Google: We've Spent $100 Million Fighting Viacom
Google’s army of lawyers is fighting for YOUR RIGHTS online!
That’s according to Google CFO Patrick Pichette, who claims the Internet mammoth has plunked down about $100 million so far defending itself against Viacom’s copyright-infringement lawsuit. Last month a federal district court handed Google a major victory in the case, ruling that YouTube is protected by the Digital Millennium Copyright Act (see Judge: YouTube Protected From Viacom’s Copyright-Infringement Claims).
But check this out: The $100 million in legal fees isn’t about protecting Google’s financial interests, if you believe Pichette (Viacom was seeking at least $1 billion in damages).
Rather, the battle is about protecting the free speech of Internet users around the world, he said.

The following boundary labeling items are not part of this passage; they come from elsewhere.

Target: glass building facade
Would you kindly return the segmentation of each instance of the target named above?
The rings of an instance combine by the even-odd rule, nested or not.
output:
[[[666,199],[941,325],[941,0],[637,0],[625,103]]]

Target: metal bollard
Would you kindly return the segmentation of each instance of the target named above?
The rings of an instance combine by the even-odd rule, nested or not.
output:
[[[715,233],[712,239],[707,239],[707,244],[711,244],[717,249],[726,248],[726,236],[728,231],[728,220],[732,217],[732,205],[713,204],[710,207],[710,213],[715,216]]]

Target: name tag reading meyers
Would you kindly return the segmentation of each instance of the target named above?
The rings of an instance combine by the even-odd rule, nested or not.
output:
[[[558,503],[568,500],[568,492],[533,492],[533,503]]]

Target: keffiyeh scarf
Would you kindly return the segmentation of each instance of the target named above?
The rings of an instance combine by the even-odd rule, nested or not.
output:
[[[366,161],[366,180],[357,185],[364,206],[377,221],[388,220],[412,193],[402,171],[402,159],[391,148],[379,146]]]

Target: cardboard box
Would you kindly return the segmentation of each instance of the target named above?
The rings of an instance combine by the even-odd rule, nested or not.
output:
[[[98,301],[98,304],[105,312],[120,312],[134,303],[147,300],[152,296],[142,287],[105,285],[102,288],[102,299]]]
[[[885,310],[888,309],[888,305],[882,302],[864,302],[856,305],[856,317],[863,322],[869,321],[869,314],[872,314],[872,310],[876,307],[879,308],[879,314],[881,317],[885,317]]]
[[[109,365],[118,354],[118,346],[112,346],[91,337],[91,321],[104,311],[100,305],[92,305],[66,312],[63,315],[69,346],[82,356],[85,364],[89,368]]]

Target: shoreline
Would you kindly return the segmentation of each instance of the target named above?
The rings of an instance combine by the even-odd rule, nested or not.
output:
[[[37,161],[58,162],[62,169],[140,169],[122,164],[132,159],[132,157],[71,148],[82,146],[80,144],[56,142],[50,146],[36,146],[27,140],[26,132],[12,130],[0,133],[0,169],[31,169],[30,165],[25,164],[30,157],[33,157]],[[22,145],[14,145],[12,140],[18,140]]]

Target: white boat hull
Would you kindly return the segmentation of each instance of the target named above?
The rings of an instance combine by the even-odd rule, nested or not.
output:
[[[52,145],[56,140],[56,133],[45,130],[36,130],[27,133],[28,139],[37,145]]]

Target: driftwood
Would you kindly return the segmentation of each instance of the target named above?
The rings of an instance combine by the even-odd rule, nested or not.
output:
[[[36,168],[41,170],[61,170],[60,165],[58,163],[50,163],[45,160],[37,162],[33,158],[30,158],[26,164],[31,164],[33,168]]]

The win in the case is “not for us, but for the users and just the Web in general. Specifically for all the blogs and the community forms across the Web that do rely on this user-generated content for sharing information and also for free expression,” Pichette told analysts on Google’s Q2 call yesterday.
Continued Pichette, “Look, we were very passionate about this issue at Google and so much so that we have made significant investment of approximately $100 million to win this case. And, once again, it just was the right thing to do and we did it.”
Part of this posturing is to burnish Google’s self-style image as Don’t Be Evil Inc. and to use free-speech rhetoric to deflect allegations that YouTube engaged in massive contributory copyright infringement.
Meanwhile, $100 million — over several years — would hardly be a blip on Google’s balance sheet (for Q2 2010 revenue was $6.82 billion; COGS and opex were $4.46 billion).
But the case isn’t over yet.
Viacom — which charged that Google and YouTube used the DMCA as a shield only after they deliberately stole Viacom material to drive traffic — is challenging the district court ruling (see Viacom: Yeah, We Knew We’d Have to Appeal the YouTube Case).